1 Fractional Dimension

We often speak of two dimensional or 2D and three-dimensional or 3D. There are several equivalent ways of defining these ideas; let’s consider a specific one: cube counting.

Consider a chunk of some shape that passes though a cube. Subdivide that cube evenly into n divisions along each axis to make a grid of n^3 smaller cubes. How many of those smaller cubes does the shape pass through?

The exact answer to this question is overly dependent on the specifics of the case. For example, an axis-aligned straight line passes through n cubes while a straight line between opposite cube corners may passe through as many as 3n. In computing we know how to handle such constants: big-O. Any straight line passes through \Theta(n^1) cubes. Any flat plane passes through \Theta(n^2) cubes. Any solid passes through \Theta(n^3) cubes. We call the exponent in these expressions the dimensionality of the shape.

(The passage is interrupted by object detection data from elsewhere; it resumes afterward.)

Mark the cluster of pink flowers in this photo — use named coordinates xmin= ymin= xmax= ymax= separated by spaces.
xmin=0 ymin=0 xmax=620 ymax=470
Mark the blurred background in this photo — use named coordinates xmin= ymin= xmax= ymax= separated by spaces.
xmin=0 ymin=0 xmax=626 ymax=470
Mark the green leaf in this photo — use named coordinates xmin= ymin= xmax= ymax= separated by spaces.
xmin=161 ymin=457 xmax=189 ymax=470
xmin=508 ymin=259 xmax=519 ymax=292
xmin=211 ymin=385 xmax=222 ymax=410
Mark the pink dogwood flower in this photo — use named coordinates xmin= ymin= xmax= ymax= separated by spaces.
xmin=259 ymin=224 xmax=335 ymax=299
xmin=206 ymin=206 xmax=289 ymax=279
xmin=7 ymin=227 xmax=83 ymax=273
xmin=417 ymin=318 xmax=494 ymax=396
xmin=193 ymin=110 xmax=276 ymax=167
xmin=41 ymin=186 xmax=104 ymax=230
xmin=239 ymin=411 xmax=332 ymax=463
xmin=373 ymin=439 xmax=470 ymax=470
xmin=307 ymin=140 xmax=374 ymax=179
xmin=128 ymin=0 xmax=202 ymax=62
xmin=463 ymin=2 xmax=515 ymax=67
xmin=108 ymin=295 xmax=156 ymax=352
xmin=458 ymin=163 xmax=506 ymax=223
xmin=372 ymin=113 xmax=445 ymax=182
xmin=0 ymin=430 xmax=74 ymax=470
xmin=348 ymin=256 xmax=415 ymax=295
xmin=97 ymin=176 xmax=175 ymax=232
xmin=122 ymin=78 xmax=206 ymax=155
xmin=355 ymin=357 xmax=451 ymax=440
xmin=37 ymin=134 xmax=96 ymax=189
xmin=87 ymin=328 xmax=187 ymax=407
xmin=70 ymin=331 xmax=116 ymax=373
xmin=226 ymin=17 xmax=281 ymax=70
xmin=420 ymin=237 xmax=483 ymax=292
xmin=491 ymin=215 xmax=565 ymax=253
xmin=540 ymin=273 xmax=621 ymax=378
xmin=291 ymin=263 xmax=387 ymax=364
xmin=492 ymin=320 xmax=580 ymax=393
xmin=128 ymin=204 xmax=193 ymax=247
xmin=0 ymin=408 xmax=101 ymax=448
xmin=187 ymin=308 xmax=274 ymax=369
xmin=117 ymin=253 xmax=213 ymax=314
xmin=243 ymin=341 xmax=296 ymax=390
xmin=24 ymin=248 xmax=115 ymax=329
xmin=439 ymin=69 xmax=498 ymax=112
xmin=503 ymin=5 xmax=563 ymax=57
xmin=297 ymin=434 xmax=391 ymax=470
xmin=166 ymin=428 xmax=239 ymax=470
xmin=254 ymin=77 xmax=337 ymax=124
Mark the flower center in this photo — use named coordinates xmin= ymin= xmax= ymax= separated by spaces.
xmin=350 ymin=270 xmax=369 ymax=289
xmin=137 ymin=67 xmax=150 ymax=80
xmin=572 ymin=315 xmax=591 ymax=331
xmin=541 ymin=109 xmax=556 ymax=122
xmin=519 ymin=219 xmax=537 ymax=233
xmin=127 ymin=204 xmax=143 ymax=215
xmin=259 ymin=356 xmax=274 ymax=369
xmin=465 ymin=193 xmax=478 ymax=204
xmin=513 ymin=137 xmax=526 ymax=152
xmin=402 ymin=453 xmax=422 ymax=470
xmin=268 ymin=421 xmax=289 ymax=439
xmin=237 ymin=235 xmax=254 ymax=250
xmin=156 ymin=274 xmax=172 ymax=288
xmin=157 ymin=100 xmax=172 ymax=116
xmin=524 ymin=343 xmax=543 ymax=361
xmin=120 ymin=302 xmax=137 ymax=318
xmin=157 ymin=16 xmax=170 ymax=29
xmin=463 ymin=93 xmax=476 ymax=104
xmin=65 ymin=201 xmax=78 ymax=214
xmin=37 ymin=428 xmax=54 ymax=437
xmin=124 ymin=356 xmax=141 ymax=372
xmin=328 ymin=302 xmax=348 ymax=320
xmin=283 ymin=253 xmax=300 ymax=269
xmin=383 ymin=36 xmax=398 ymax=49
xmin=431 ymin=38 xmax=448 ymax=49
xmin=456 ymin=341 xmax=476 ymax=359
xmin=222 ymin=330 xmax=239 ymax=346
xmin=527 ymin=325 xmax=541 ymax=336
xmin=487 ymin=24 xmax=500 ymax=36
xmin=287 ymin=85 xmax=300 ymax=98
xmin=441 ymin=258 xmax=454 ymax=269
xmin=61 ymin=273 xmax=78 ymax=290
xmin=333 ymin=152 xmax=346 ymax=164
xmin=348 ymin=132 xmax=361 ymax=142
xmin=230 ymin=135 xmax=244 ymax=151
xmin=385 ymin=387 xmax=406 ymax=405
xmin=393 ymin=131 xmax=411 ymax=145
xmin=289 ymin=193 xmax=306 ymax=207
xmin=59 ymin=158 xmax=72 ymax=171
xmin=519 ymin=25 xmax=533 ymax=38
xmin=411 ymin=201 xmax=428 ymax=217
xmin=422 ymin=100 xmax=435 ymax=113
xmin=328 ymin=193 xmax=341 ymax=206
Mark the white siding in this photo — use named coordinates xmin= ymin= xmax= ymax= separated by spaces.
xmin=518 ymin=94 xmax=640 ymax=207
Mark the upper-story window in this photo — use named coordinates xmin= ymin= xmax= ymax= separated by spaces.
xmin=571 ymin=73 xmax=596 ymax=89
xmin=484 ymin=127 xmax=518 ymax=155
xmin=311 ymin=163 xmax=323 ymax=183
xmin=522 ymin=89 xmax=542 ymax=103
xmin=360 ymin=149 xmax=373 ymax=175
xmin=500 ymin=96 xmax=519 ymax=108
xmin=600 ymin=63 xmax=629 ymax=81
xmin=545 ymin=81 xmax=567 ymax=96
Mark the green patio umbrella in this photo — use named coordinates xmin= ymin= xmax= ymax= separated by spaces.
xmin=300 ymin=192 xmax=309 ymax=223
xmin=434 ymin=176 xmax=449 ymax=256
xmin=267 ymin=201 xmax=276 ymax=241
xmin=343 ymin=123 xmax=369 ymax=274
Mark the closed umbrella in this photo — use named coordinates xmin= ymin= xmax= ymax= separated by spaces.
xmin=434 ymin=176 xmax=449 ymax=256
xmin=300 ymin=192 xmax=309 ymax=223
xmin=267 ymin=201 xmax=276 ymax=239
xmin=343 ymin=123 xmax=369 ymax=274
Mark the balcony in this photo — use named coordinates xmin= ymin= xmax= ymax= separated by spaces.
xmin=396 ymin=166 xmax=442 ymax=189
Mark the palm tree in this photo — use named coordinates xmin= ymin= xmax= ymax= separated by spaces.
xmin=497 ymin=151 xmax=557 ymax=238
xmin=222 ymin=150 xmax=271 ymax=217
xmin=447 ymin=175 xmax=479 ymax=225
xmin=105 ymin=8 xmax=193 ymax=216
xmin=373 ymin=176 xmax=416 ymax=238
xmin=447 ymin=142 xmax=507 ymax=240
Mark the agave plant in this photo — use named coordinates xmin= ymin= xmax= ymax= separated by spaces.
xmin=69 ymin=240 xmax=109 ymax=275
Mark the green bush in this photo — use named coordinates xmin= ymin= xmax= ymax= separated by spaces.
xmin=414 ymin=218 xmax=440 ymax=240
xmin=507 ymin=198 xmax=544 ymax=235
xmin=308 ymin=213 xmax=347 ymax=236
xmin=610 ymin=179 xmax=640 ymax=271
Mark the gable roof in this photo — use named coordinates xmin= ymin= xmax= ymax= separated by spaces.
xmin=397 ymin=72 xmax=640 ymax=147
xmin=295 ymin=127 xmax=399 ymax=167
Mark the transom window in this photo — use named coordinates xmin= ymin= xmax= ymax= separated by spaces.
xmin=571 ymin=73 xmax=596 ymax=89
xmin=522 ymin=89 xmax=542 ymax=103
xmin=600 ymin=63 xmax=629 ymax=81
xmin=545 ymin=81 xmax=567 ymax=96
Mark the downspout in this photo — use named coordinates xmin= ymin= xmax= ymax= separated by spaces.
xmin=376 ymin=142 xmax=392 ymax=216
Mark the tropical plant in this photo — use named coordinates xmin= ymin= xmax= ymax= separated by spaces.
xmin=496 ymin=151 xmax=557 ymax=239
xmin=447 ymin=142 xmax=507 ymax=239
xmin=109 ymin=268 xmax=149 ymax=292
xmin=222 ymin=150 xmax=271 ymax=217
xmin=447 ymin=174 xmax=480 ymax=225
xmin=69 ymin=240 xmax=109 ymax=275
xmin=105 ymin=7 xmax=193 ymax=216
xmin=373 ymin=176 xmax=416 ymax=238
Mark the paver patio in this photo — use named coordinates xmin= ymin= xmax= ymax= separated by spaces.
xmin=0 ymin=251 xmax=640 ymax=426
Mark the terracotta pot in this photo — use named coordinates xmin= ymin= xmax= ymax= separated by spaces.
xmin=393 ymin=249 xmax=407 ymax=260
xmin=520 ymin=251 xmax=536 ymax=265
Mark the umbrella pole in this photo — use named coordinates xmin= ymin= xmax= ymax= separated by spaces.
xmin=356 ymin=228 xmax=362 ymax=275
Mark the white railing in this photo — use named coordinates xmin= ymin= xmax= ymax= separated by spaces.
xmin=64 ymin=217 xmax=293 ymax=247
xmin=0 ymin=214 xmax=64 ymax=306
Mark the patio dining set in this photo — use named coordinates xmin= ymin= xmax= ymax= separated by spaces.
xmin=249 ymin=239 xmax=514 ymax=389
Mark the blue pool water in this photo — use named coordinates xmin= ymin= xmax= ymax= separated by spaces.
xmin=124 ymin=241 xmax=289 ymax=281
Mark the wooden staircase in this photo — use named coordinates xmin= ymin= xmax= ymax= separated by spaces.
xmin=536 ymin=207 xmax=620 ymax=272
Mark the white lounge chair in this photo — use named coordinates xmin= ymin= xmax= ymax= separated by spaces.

This formulation suggests we could have a fractional dimension like 1.2: we just have to find some shape that passes through \Theta(n^{1.2}) of the cubes. One way to construct such a shape is to find a shape that exhibits that ratio at one scale and recursively apply it to itself so that it exhibits that same ratio for every n.

The Koch curve starts with the following shape

With n=1 this fits in one cube, but with n=3 it needs four cubes, not three, suggesting maybe more than n^1. But if we zoom in more we find just lines. Let’s fix that by replacing each segment with another copy of the same shape

Now the pattern holds up to n=9; continuing ad infinitum we get

By construction, tripling (3n)^d = 4n^d meaning d = \frac{\log 4}{\log 3} \approx 1.26185\dots

2 Fractals in Graphics

Nothing in nature exhibits a true mathematical fractal: zoom in enough and you find 3D cells or 1D elementary particles. But many things in nature are visually more fractal than they are Platonic. Many mountains look more like fractals than they look like spheres, many trees look more like fractals than they look like cylinders, dirt accumulates in patterns that look more like fractals than they do gradients, and so on. Fractals make a useful starting point for making a stylized model of nature.

Fractals are also useful in that they break up our ability to notice patterns. The eye is much less likely to notice a low-fidelity image if the image is made up fractals than if it is made up of simple shapes. Fractals are a useful tool for making a simple model look more detailed than it is.

3 Common fractal generation approaches

There are many fractals used in graphics, but four are common enough to be worth discussing in more detail.

All of these are forms of fractal noise: that is, they use pseudorandom parameters to create a fractal that looks random instead of looking mechanical or mathematical.

3.1 fBm Noise

Brownian motion refers to the trajectory followed by a particle that randomly changes direction. The most common formulation of Fractal Brownian motion (abbreviated fBm) is a 1.x-dimensional fractal created by the position of a 1D Brownian motion on one axis and time on the other. Many other fBm formulations also exist.

In graphics, fBm noise is used to describe any purely stochastic fractal, even if there is no way to characterize it as the motion of a particle.

3.2 Subdivision methods

Subdivision methods provide a computationally simple way of generating a fractal. Given a low-resolution mesh, replace each primitive with several smaller primitives and then randomly offset the vertices. Provided the expected magnitude of the random offsets is proportional to the size of the primitive, the result will be fractal.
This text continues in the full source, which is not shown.